Key to a happy marriage: each of you must love and support the person in front of them. Not the person you married or the person you hope they will grow into. We all change and grow. Not all of it is for the better, especially our looks ha ha. We shouldn’t make our spouse feel obligated to stay the same person they were when we fell in love with them. In marriage as in business as in life: If you’re not growing you’re dying.


21



Violent thunderstorms can be dangerous. Avoid driving or being out in severe weather: car accidents, downed trees, high winds, lightning, flash floods, etc. are all potentially deadly. Don’t take your safety for granted. If the weather is severe, stay sheltered unless you absolutely positively have to be out and about.


12-14, 16, 21



Three things you cannot change: The past, the truth, someone else.


18



When you feel sad, mad, confused or in any way upset, go to a quiet place to catch your breath. If you can sit with it and let it tell you what it wants to tell you, then you become its friend. But if you try to deny the feeling, or numb it, it grows much stronger and it fights you.


9, 13, 19



Check out the website Brightly for timely and age-appropriate book recommendations. All sorts of subjects and themes.


5-12



Re-Read "Girls and Sex: Navigating the New Landscape" by Peggy Orenstein.


13



Two words: Kinetic Sand.


3



For parties, collect cell phones and put them in a basket. "Parent calls only. Enjoy the people here! They're pretty awesome!"


12



Never open someone else's mail, or listen to their conversation, etc. If it's not your business to know, don't snoop.


14-21



“Natural” deodorant doesn’t work. Go with trusted brands here. There are times when it’s fine not to look your best, but stinky is never okay.


13, 18



Camp Arena Stage


8



Practice people skills: Firm handshake, introducing yourself, being courteous when encountering / being on receiving end of someone’s rude behavior, offering your seat (never sit while someone with gray hair, pregnant belly, any sort of injury or really anyone who is older or who works harder is standing.)


10



Work on controlling temper. Read books about how to reach this at a young age and keep updating the conversation as he grows. He needs to be able to control his temper.


4-7



Sometimes I think the best way to take care of them is to teach them to take care of others: Littler kids, sick or disabled, those who’ve been left out.


5-7, 1Infant-12



Geocaching


5-11



You don’t have to choose to be single forever to enjoy being single for now.


17, 21



Have family game nights this winter.


9



Major life events such as the birth of a baby, graduations, new job, (lost job) are a big deal.
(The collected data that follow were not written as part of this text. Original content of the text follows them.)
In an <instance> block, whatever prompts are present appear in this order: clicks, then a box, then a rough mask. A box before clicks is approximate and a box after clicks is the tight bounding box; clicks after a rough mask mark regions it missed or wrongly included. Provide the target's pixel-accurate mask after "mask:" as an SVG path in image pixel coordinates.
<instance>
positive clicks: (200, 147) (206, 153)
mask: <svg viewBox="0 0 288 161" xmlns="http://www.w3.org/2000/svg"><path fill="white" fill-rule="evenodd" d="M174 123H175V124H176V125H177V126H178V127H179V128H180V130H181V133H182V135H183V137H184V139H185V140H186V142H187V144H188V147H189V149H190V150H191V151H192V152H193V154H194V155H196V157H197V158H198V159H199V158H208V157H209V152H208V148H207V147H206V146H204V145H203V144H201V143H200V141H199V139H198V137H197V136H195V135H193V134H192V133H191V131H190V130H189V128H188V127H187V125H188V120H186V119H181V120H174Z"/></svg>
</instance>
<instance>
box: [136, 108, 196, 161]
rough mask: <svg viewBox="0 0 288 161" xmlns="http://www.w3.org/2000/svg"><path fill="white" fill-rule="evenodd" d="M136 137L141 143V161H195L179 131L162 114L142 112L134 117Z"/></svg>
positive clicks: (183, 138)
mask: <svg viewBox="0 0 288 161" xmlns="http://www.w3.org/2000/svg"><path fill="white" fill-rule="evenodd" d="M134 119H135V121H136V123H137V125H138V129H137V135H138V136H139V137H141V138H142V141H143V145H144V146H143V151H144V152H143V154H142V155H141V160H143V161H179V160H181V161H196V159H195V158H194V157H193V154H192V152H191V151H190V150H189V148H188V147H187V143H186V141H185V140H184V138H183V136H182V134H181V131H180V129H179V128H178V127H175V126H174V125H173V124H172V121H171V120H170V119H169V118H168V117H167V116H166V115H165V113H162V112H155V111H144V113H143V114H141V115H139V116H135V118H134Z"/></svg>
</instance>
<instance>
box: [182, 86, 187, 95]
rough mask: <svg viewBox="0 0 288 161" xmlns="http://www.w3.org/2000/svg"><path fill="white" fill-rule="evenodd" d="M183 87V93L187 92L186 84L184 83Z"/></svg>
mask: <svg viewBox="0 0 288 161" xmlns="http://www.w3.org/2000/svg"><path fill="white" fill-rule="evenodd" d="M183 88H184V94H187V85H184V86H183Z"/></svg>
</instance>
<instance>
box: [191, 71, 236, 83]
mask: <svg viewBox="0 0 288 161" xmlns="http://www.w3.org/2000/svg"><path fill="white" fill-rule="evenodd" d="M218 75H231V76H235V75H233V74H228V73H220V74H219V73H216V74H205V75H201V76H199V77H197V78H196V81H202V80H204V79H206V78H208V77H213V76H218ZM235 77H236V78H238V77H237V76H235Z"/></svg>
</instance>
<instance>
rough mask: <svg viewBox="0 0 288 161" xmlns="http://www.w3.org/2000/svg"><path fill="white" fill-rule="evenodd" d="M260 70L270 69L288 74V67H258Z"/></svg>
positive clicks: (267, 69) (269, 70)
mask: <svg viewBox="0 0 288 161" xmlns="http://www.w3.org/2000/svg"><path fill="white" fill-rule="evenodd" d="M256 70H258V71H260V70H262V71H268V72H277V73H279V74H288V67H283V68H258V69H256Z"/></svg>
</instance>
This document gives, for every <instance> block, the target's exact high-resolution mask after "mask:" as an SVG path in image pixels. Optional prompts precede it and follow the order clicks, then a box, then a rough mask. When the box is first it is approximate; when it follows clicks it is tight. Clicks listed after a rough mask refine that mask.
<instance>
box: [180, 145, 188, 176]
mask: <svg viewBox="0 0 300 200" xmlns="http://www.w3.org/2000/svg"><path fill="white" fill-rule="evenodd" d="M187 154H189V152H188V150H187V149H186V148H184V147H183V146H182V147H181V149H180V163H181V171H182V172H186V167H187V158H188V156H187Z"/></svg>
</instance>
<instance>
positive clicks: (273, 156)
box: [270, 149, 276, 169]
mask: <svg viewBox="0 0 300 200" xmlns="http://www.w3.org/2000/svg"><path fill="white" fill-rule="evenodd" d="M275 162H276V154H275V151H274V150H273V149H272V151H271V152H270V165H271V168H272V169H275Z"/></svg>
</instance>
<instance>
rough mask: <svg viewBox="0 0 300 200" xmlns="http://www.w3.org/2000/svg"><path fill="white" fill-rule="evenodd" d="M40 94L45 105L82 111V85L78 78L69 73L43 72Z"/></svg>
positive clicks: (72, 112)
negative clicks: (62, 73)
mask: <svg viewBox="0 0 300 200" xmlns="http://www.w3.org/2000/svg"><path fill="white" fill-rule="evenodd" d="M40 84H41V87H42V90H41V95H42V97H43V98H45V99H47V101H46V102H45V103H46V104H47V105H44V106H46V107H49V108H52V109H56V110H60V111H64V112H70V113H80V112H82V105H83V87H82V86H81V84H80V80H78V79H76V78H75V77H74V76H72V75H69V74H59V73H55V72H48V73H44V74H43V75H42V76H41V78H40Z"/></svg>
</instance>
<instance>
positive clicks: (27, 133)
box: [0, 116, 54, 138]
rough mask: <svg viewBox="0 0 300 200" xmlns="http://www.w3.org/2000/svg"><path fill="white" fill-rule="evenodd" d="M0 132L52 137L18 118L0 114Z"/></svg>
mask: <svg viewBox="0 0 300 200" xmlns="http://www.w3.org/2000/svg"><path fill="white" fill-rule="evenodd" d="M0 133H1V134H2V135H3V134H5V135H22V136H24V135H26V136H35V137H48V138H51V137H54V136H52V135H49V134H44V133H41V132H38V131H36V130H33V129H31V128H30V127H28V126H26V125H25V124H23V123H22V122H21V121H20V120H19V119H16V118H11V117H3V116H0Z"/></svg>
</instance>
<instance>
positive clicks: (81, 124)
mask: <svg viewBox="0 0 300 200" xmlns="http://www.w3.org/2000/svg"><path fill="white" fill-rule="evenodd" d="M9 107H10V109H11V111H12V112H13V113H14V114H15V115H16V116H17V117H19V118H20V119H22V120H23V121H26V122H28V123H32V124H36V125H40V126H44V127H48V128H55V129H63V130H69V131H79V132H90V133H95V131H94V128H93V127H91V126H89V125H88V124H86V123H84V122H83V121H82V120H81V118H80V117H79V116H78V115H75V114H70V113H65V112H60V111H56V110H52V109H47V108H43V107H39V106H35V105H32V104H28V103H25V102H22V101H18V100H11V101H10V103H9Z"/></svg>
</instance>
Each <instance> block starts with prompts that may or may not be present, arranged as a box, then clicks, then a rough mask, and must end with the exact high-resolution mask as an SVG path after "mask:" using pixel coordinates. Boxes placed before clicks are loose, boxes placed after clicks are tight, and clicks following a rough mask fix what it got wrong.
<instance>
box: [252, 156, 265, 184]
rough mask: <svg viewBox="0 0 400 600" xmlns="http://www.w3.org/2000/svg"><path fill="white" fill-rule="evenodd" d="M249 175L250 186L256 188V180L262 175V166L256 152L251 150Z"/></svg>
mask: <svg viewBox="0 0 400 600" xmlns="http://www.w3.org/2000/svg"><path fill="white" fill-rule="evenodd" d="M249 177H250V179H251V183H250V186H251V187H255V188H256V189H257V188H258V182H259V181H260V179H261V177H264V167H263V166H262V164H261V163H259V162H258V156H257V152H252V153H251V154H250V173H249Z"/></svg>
Make a fuss. Take an interest in loved ones’ experiences. Acknowledge their feelings. Express a sincere interest in others (young and old) will profoundly affect your relationships.


15, 19



It's natural to avoid change. Try to learn to accept change, embrace it if you can! Change is good. :)


15



Chemistry is not the same thing as compatibility.


16, 19, 21



Some men think if they just act like a total $@!#% then people will assume they’re uber intelligent. Just because someone is scary it doesn’t mean he’s scary smart.


15, 21



“If you can’t figure something out, figure out how to figure it out.” - Paul Graham


18



Give baby a banana before bed and they’ll sleep through the night. (Obviously once they’re on solid food.)


1



Kindness Confidence = Popular (Be kind to everyone, paying no attention to social status, age, looks, money or disability.) Be confident: Know that you are enough. You’ll never be perfect but no one else is either. When you mess up it’s not the end of the world- laugh at yourself when possible. Learn from failures. Don’t fake interest in people or things that don’t fill you up. Be who you are! People gravitate towards kindness and confidence


12



Learn how to quiet your demons / that voice that tells you you’re not good enough. Great resource is Dan Harris’ 2022 TED talk.


14, 19, 21



Marry for character, not just chemistry.


17, 21



Best take on parenting: “My kid is never gonna not feel safe with me.”


1, 5, 10, 15



Never give unsolicited advice. Instead ask “How can I best support you?”


14, 20



Just love ‘em up. Be patient and kind. Be present. Listen. Play. Take care of their needs. Each one will be different and need you in different ways. That’s all, just fill them with love and security and they’ll grow up beautifully.


1-18



Practice having difficult conversations. There’s no way to get around being on the giving or receiving end of unpleasant news such as breakups, firings, news of a loved one’s passing, etc. You need to get good at having hard conversations, or else you’ll end up in jobs and relationships you don’t want to be in.